What is the impact of the Washington Franchise Investment Protection Act on the Chesters franchise agreement's provisions regarding termination and renewal?
Chesters Franchise · 2025 FDDAnswer from 2025 FDD Document
RCW 19.100.180 may supersede provisions in the franchise agreement or related agreements concerning your relationship with the franchisor, including in the areas of termination and renewal of your franchise.
There may also be court decisions that supersede the franchise agreement or related agreements concerning your relationship with the franchisor.
Franchise agreement provisions, including those summarized in Item 17 of the Franchise Disclosure Document, are subject to state law.
Source: Item 23 — **RECEIPTS (FDD pages 48–197)
What This Means (2025 FDD)
According to Chesters's 2025 Franchise Disclosure Document, the Washington Franchise Investment Protection Act (WFIPA) has several important implications for franchise agreements, particularly concerning termination and renewal. The FDD includes a Washington addendum that modifies the standard franchise agreement to comply with Washington law if the franchise is offered or operated in Washington. RCW 19.100.180, part of the WFIPA, may supersede provisions in the franchise agreement related to the franchisee's relationship with Chesters, including those about termination and renewal. This means that certain terms in the franchise agreement that conflict with the WFIPA may not be enforceable in Washington. Franchisees in Washington also have the right to terminate the franchise agreement on grounds permitted by state law. These stipulations ensure that Chesters franchisees in Washington receive protections mandated by state law, which may be more favorable than the standard agreement.
Specifically, any release or waiver of rights by a Chesters franchisee that waives compliance with the WFIPA is void unless it meets certain conditions. To be valid, the release must be part of a negotiated settlement after the franchise agreement is in effect, and both parties must be represented by independent counsel, as per RCW 19.100.220(2). This requirement also applies to releases or waivers connected to the renewal or transfer of a franchise. This provision prevents Chesters from including clauses that might pressure franchisees into unknowingly giving up their rights under the WFIPA during the initial agreement or at the time of renewal or transfer.

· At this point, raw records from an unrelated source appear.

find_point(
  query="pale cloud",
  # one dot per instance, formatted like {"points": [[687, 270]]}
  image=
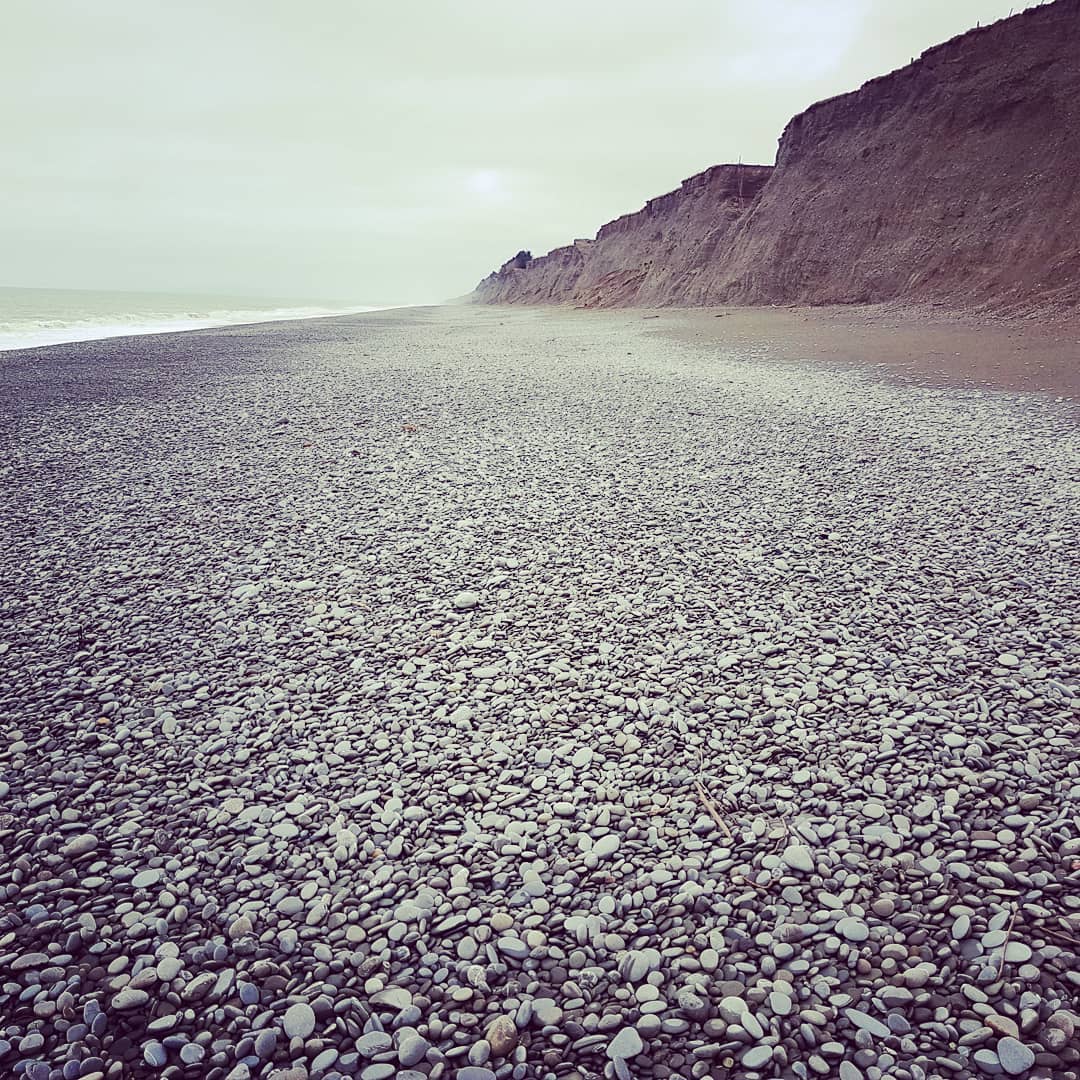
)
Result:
{"points": [[392, 152]]}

Moreover, the WFIPA affects other aspects of the Chesters franchise agreement. For instance, provisions that unreasonably restrict the statute of limitations for claims under the WFIPA or limit rights and remedies, such as the right to a jury trial, may not be enforceable. Additionally, any provision requiring a franchisee to purchase or rent products or services at an unfair price is unlawful under RCW 19.100.180(2)(d). Provisions allowing Chesters to repurchase the franchisee's business without consent during the term, unless terminated for good cause, are also unlawful under RCW 19.100.180(2)(j). These consumer protections ensure that the Chesters franchise agreement adheres to Washington state law, providing franchisees with additional safeguards beyond the standard terms.
In the event of a conflict between the standard Chesters franchise agreement and the WFIPA, the provisions of the WFIPA will take precedence. This ensures that franchisees operating in Washington are protected by state law, which may offer more favorable terms regarding termination, renewal, and other critical aspects of the franchise relationship. Therefore, prospective Chesters franchisees in Washington should carefully review the Washington addendum and understand their rights under the WFIPA.